Published in final edited form as: Cancer Res. 2020 May 15;80(15):3157–3169. doi: 10.1158/0008-5472.CAN-20-0354

Figure 1. Leukemia as a state-transition of the transcriptome.

Figure 1.

State-transition theory is applied to model transcriptional states over time and to identify critical points in the transition from health to leukemia, and to compute the probability of leukemia development. A) The scheme represents the temporal evolution of the transcriptome of the blood from a healthy state to a leukemia state in a longitudinal study in an AML model induced by the Cbfb-MYH11 (CM) oncogene.

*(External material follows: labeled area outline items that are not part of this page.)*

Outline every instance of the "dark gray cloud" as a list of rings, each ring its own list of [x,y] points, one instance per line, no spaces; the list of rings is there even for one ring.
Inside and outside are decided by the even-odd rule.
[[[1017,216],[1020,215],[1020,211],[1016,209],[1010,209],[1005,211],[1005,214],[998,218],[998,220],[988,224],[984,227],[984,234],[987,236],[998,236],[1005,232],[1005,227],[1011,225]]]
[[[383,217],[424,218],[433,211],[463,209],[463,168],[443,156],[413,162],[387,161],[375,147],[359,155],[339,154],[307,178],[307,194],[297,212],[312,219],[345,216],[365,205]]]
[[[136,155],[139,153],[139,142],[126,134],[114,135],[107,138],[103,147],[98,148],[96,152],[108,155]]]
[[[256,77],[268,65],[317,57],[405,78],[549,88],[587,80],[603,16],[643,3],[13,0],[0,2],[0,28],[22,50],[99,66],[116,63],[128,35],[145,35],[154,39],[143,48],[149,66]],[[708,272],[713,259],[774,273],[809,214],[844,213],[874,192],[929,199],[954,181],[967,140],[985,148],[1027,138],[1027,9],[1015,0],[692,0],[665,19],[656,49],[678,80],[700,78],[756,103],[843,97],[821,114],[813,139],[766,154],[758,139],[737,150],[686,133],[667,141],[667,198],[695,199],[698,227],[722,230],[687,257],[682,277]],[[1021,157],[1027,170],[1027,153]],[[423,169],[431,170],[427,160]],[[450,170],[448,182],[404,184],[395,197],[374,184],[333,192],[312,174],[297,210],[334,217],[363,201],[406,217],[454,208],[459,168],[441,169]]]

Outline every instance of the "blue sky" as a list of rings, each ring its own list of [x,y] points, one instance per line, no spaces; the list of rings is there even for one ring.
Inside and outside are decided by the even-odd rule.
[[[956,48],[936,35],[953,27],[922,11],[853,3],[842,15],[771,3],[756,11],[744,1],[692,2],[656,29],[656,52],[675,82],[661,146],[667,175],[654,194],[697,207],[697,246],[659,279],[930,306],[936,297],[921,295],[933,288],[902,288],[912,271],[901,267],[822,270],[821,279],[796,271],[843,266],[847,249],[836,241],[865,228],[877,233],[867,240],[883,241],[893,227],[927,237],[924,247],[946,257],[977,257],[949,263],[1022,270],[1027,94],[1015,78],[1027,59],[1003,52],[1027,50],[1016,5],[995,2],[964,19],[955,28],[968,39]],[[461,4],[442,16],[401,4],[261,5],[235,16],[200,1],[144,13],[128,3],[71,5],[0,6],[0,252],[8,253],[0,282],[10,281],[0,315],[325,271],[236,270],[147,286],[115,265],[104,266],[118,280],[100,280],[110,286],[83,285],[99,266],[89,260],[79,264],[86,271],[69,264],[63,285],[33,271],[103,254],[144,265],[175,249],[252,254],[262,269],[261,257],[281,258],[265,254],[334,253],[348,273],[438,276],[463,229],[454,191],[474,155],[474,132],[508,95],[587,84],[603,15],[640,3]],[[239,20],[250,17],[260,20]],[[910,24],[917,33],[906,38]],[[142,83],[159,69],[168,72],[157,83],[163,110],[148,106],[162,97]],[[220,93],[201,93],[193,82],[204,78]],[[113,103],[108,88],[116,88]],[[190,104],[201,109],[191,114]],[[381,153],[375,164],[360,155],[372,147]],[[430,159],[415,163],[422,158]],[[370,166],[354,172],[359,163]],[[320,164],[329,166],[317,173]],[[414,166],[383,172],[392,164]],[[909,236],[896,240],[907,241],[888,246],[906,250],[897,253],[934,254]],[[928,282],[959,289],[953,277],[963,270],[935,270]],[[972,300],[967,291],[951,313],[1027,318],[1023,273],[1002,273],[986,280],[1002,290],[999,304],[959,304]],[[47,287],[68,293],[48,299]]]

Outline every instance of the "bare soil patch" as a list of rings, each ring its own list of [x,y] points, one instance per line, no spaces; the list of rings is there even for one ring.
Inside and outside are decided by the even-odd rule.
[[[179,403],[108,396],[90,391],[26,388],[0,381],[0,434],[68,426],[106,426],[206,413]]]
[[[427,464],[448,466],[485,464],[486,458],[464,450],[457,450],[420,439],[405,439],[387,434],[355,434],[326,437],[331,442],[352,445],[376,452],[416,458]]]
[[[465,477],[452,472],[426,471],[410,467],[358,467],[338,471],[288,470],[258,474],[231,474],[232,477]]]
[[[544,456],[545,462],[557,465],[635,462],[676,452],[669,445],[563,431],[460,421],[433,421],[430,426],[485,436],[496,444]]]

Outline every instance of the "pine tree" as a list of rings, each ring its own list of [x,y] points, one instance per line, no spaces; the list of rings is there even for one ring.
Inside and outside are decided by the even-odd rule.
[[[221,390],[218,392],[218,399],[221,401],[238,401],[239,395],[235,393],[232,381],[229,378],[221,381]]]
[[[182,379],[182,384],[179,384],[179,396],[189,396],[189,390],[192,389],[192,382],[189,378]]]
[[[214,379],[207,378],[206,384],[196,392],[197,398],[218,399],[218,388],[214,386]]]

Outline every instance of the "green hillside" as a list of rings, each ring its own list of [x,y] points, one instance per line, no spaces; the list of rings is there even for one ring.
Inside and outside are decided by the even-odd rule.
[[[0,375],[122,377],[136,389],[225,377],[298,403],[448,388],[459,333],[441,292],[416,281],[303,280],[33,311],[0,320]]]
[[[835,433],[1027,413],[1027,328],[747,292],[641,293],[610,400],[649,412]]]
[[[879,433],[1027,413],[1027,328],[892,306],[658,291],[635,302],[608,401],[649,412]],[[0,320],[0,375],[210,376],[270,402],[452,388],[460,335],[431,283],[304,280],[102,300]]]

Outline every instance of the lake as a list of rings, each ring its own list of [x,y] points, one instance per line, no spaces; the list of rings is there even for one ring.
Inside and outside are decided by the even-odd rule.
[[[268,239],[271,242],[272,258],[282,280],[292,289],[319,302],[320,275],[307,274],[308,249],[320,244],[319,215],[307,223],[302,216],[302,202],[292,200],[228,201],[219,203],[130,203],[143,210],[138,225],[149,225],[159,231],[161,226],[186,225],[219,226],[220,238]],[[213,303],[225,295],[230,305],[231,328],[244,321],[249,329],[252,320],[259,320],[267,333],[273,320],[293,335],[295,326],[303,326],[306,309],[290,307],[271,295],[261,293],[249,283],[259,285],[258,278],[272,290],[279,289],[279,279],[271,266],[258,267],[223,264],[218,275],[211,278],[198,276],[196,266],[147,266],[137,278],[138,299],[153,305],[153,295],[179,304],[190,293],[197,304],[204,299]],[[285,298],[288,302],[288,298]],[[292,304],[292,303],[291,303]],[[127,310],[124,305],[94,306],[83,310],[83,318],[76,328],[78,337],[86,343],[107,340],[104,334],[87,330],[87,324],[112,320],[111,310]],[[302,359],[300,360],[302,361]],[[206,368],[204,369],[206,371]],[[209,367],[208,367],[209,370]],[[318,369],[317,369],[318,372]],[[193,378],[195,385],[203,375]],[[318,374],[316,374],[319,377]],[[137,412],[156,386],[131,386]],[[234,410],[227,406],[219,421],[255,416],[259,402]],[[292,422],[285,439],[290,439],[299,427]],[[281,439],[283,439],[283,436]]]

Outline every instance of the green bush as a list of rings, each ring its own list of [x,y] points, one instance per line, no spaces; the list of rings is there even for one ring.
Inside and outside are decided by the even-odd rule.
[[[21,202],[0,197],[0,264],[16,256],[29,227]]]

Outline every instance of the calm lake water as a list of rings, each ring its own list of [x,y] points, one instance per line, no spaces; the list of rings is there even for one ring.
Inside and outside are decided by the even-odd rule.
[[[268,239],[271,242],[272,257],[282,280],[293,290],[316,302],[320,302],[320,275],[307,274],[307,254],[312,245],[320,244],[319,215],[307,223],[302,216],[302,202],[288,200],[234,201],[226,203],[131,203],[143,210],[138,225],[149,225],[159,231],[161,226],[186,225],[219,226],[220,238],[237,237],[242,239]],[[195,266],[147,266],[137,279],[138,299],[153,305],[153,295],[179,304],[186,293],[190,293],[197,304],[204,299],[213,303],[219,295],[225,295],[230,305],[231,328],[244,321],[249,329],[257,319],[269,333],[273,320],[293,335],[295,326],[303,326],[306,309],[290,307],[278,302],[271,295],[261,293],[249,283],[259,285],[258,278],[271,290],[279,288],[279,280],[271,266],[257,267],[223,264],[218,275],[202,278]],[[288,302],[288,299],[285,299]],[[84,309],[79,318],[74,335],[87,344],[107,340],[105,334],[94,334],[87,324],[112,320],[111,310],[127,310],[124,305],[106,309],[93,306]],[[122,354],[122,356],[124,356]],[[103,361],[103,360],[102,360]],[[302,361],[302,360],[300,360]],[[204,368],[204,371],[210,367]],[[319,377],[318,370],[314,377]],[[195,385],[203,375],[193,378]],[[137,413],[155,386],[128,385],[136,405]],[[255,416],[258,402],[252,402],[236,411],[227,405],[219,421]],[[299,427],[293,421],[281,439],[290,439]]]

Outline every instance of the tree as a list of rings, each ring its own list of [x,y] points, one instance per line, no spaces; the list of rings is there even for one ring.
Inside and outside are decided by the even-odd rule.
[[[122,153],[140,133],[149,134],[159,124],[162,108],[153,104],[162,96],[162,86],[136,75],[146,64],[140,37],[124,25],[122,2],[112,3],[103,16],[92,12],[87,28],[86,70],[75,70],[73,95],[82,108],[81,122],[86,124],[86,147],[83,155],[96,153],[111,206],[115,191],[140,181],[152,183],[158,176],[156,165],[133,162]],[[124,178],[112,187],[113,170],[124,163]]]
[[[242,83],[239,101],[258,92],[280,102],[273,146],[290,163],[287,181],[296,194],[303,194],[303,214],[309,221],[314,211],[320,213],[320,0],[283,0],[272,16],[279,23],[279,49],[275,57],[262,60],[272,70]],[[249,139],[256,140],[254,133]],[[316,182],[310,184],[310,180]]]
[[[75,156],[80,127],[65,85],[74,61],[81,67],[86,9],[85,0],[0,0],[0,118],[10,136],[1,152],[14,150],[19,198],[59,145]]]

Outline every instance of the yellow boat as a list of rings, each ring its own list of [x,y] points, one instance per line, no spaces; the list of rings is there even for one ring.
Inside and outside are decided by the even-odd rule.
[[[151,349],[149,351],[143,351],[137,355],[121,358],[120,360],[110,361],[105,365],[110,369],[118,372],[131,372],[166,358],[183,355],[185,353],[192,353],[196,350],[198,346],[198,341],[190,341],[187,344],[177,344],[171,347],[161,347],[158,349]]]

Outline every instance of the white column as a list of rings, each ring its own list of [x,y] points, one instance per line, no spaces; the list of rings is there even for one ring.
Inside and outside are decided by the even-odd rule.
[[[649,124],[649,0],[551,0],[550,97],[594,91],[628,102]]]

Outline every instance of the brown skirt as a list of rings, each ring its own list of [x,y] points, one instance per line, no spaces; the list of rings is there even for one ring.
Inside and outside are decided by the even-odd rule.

In the conditional CM knock-in mouse model (Cbfb+/56M/Mx1Cre), expression of CM in the adult bone marrow alters normal hematopoietic differentiation creating aberrant pre-leukemic progenitor cells which with time acquire additional genetic, epigenetic alterations needed for malignant transformation and AML development. B) We model the action of oncogenic events as a reduction in the energy barrier required to cause state-transition, and thus increase the probability of leukemia development. In unperturbed—normal—hematopoiesis, a large energy barrier between the reference state c1 and unstable transition c2 result in low probability of the state-transitioning to leukemia c3. In hematopoiesis perturbed by an AML oncogene CM, the energy barrier is reduced and therefore increases the probability of transition from c1 to c3 to a leukemia state. The * marker indicates normal hematopoiesis unperturbed by Cbfb-MYH11. C) In a cohort of CM mice (Cbfb+/56M/Mx1Cre; N=7) and littermate controls (Ctrl; N=7) lacking one or both transgenes (Cbfb+/56M or Mx1Cre), PB was sampled prior to and following CM induction (by poly (I:C) treatment) monthly for up to 10 months (timepoints T0-T10), or when mice were moribund with leukemia. Blood samples were subjected to bulk RNA-seq and flow cytometry analysis. Survival curve of CM (red line) and Ctrl (black line) mice corresponding to blood sampling time point (dashed line) are shown. D) Hierarchical clustering of row normalized (mean zero, standard deviation one) log2 transformed counts per million (cpm) reads time-series RNA-seq data for all blood samples (N= 132). Color bar shows standard deviation from the mean. Each column represents a timepoint sample, which are ordered sequentially in time and grouped by condition (CM red, Control black) and individual mice, indicated by colored bars or grey bars, respectively. Hierarchical clustering reveals similar leukemia transcriptional profiles over time which is not uniform across all mice.